First EU-China Human Rights Dialogue Open to Journalists
First EU-China Human Rights Dialogue Open to Journalists

BRUSSELS—The EU and China held their 33rd human rights dialogue on Monday, an event that happens on a bi-annual basis. What was different this time, however, is that the closed-door discussions were followed by a press-conference where media were allowed to ask questions.

“It is the first time we have a press conference because we both feel accountable to the public, to the media, to the European Parliamentarians, to both China and EU,” said Gerhard Sabathil, director for East Asia and the Pacific in the European External Action Service and the representative for the EU in the dialogue.

When asked what issues the EU raised with China, Sabathil said there were many.

“Minority rights, particularly in Tibet and Xinjiang. We have addressed the freedom of expression, freedom of religion and belief, we have addressed procedure and court issues, and we have addressed matters of the hukou [household registration] system and reform in China, and we have also spoken about some names which are in the knowledge of European public,” he said.

When asked about Hong Kong, Sabathil confirmed the issue was raised. Li Junhua from the Ministry of Foreign Affairs of the People’s Republic of China, insisted it was an issue of law, not human rights as he deemed the protests “illegal.”

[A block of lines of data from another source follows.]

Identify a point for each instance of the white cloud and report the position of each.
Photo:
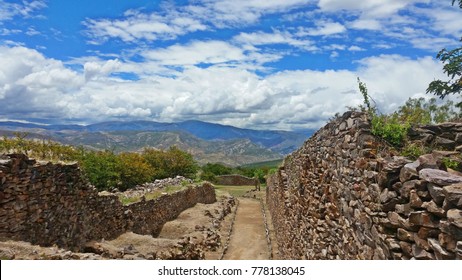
(94, 69)
(208, 52)
(355, 49)
(326, 29)
(10, 10)
(139, 26)
(175, 21)
(368, 8)
(277, 37)
(35, 86)
(365, 24)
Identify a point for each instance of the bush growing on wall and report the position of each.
(105, 169)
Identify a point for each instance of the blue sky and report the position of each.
(261, 64)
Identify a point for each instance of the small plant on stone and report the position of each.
(451, 163)
(413, 150)
(388, 127)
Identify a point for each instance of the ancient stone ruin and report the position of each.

An EU official later confirmed that the issue of forced organ removal from prisoners on death row and prisoners of conscience was also raised.

The EU Parliament passed a resolution on Dec. 12 last year that called for an immediate stop to this practice and called for a full EU and UN investigation into the matter.

In the resolution, the EU expressed its “deep concern over the persistent and credible reports of systematic, state-sanctioned organ harvesting from non-consenting prisoners of conscience in the People’s Republic of China, including from large numbers of Falun Gong practitioners imprisoned for their religious beliefs, as well as from members of other religious and ethnic minority groups,” calling it an “egregious and intolerable violation of the fundamental right to life.”

Bread vs. Buns

Li said the EU and China shared similar views in some areas, and disagreed in others. One thing they disagreed on was the definition of human rights.

“When we look at the issue of human rights, I think the European perspective and the Chinese perspective differ,” he said through a translator. “From the EU perspective, I think the human rights are very much focused on the civil liberties, the right of government, but in China, we’re talking about the right to development and the right to survival.”

He said a country’s human rights system should be judged by the country’s people and only Chinese people can evaluate the country’s human rights record, adding that the Chinese Communist Party’s approval rating was high.

Human rights organizations paint a different picture, however.

In Human Rights Watch’s 2014 world report, it said, “The government remains an authoritarian one-party state. It places arbitrary curbs on expression, association, assembly, and religion; prohibits independent labor unions and human rights organizations; and maintains Party control over all judicial institutions.”

Reporters Without Borders ranks China 175 out of 180 countries, for freedom of the press and Amnesty International calls China an “authoritarian state” as does the U.S. State Department.

Quiet Diplomacy

Director of the Asia and China Program at the European Council on Foreign Relation’s (ECFR), François Godement, wrote a commentary on Monday chastising the EU for not being more outspoken with China on its poor human rights record.

“European leaders have at best tried to separate economics from politics and at worst have stayed silent on human rights to help attract Chinese lending and investment,” said Godement in a commentary on the ECFR website.

“What’s required is a stronger European foreign policy and stronger EU institutions,” he concluded.